Hacaloglu gehört zu den Gralshütern des Kemalismus. Mit seiner großen Brille, dem schütteren weißen Haar, dem karierten Sakko von anno dazumal und seiner ruhigen Sprechweise wirkt er eher wie ein Professor als ein Politiker. Sein Büro ist hoch oben im CHP-Parteigebäude in Ankara. Ein futuristischer Bau, der so ausschaut, als sei eine fliegende Untertasse gelandet oder dabei, wieder wegzufliegen - die Architektur mutet zu groß, zu üppig, zu übertrieben an.
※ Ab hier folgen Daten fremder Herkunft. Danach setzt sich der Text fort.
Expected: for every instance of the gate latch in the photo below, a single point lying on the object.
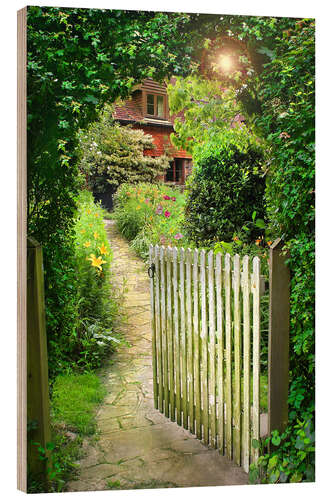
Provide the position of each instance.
(151, 271)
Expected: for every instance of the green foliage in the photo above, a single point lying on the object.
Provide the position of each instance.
(149, 214)
(112, 154)
(288, 122)
(292, 456)
(97, 306)
(206, 110)
(78, 59)
(74, 399)
(225, 188)
(90, 335)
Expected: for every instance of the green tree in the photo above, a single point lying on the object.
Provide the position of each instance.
(112, 154)
(77, 60)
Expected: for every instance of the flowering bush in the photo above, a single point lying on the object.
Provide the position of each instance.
(149, 214)
(94, 335)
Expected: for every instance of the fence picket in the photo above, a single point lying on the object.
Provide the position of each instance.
(228, 356)
(196, 346)
(164, 334)
(246, 364)
(202, 352)
(183, 354)
(176, 336)
(189, 338)
(169, 332)
(153, 327)
(204, 357)
(220, 356)
(256, 353)
(211, 349)
(159, 345)
(237, 363)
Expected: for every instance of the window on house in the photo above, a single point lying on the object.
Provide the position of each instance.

Dass der Taxifahrer dennoch erst auf den zweiten Anlauf und nach Rücksprache mit einem Kollegen die Parteizentrale findet, lässt keine guten Rückschlüsse auf die Bedeutung der CHP zu, die immerhin bis 1946 die einzige politische Partei in der Türkei gewesen ist und heute die größte oppositionelle Kraft stellt - bescheidene 98 der 549 Parlamentssitze.

Hacaloglu legt ein Dokument auf den Tisch - das neue Parteiprogramm. Gerade erst fertig geschrieben; die Ideen von Mustafa Kemal 90 Jahre nach ihrer ersten Formulierung in Karlsbad ins Heute übersetzt. Hacaloglu ist sehr froh über diese Parteistrategie. Als er darüber zu reden anfängt, ist er nicht mehr zu stoppen. Und stolz ist er auch, dass die CHP der regierenden AKP von Premierminister Tayyip Erdogan "mit diesem starken Papier" entgegentrete und in allen zentralen politischen Themen Paroli bieten werde.
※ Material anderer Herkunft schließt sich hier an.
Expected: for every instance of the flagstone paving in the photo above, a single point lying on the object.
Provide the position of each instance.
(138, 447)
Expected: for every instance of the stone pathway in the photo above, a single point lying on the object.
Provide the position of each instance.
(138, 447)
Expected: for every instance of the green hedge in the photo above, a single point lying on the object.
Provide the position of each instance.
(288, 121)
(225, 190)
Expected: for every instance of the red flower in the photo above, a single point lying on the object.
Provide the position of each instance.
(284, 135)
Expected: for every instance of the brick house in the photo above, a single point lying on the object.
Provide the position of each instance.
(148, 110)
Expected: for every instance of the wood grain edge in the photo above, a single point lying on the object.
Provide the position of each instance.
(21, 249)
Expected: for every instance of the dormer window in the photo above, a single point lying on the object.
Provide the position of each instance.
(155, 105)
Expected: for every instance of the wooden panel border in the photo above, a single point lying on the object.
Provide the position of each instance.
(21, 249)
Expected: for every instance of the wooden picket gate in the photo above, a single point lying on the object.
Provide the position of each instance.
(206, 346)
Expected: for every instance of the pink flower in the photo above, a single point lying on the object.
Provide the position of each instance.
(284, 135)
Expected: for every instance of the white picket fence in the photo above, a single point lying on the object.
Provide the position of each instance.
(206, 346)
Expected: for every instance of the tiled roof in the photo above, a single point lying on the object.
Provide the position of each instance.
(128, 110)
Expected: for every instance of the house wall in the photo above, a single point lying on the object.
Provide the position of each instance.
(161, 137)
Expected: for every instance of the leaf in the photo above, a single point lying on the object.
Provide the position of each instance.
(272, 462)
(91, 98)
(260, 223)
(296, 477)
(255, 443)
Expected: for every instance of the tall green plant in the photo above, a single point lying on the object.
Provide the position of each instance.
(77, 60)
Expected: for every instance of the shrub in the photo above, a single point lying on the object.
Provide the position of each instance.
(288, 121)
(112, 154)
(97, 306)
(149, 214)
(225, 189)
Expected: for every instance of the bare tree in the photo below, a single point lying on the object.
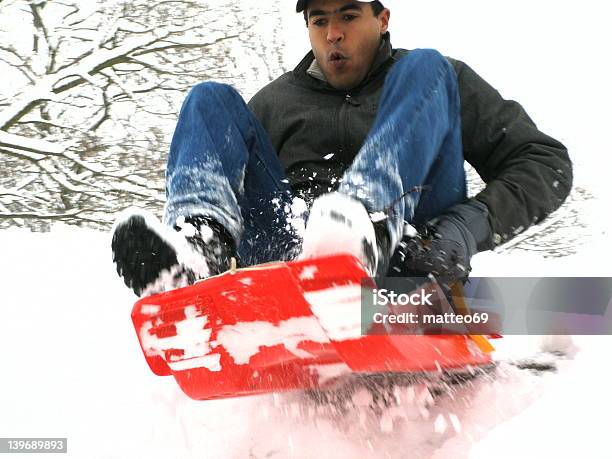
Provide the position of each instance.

Von einem "Coup", einem Staatsstreich, wie einst bei Mustafa Kemals Karlsbader Thesen, ist im CHP-Programm keine Rede. Hacaloglu begrüßt es, dass die Erdogan-Partei im Sommer dieses Jahres nicht verboten wurde: "Es ist besser so. Die AKP hat eine Lektion erteilt bekommen, und ich habe gehofft, sie lernt daraus - doch sie haben nichts gelernt." Die Entscheidung für oder gegen eine Partei in der Türkei muss an der Wahlurne fallen, sagt der Parteiideologe. Auch Mustafa Kemal habe immer die Zustimmung der Bevölkerung, des Parlaments gesucht, sieht Hacaloglu sich in bester kemalistischer Tradition.
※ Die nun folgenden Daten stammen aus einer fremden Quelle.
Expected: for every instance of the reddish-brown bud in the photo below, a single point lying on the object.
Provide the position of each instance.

Zurück aus Karlsbad muss Mustafa Kemal mitansehen, wie das osmanische Reich am 30. Oktober 1918 von den Alliierten im Waffenstillstandsabkommen von Mudros die totale Kapitulation aufgezwungen bekommt. Ort der Verhandlungen ist "His Majesty's Ship Agamemnon", Nelsons Flaggschiff in der Schlacht von Trafalgar. Und so wie Trafalgar Napoleons Untergang einleitet, ist mit Mudros der Untergang des osmanischen Sultans besiegelt. Mustafa Kemal sieht im Verlust seine Chance. Angesichts der alliierten Flotte im Bosporus ruft er aus: "Sie werden so gehen, wie sie gekommen sind!" Eine der Äußerungen Mustafa Kemals, "auf Grund derer ihm seine Anhänger gleichsam prophetische Gaben zumessen", schreibt Klaus Kreiser in seiner Atatürk-Biografie (C.H.Beck-Verlag).

Für CHP-Generalsekretär Hacaloglu ist Mustafa Kemal kein Prophet, aber "ein sehr kluger Mann, ein genialer Politiker und natürlich auch nur ein Mensch". Was er unter dieser Einschränkung genau versteht, führt Hacaloglu nicht weiter aus. Ihm geht es mehr um die von Mustafa Kemal hinterlassenen Prinzipien, weniger um die Person des Staatsgründers. Vor lauter Arbeit am Parteiprogramm ist er auch noch nicht dazugekommen, die Parteiinsignien hinter seinem Schreibtisch aufzuhängen - jetzt lehnen sie ein wenig verwahrlost an der Wand: ein gemaltes Porträt von Mustafa Kemal im Frack, ein Foto des Parteigründers mit sportlicher Schirmmütze und das Parteiemblem, sechs nach oben zeigende Pfeile auf rotem Grund, die sechs kemalistischen Leitprinzipien von Staat und Partei. Karikaturisten biegen die sechs Pfeile gerne zu krummen Haken um.

Hacaloglu sieht seine Aufgabe darin, sie wieder gerade zu schmieden. Dabei kann er auf wenig Unterstützung hoffen, denn nur in der Armee und in der CHP spürt er noch Mustafa Kemals Geist. Die Regierung, die Justiz hingegen stehe unter dem Einfluss und der Kontrolle von religiösen Gruppen, sagt Hacaloglu. Im US-Exil sitzen laut ihm die wahre Strippenzieher in der türkischen Politik: "Premier Erdogan ist ein starker Führer, aber was kann er machen? Er ist nicht frei!"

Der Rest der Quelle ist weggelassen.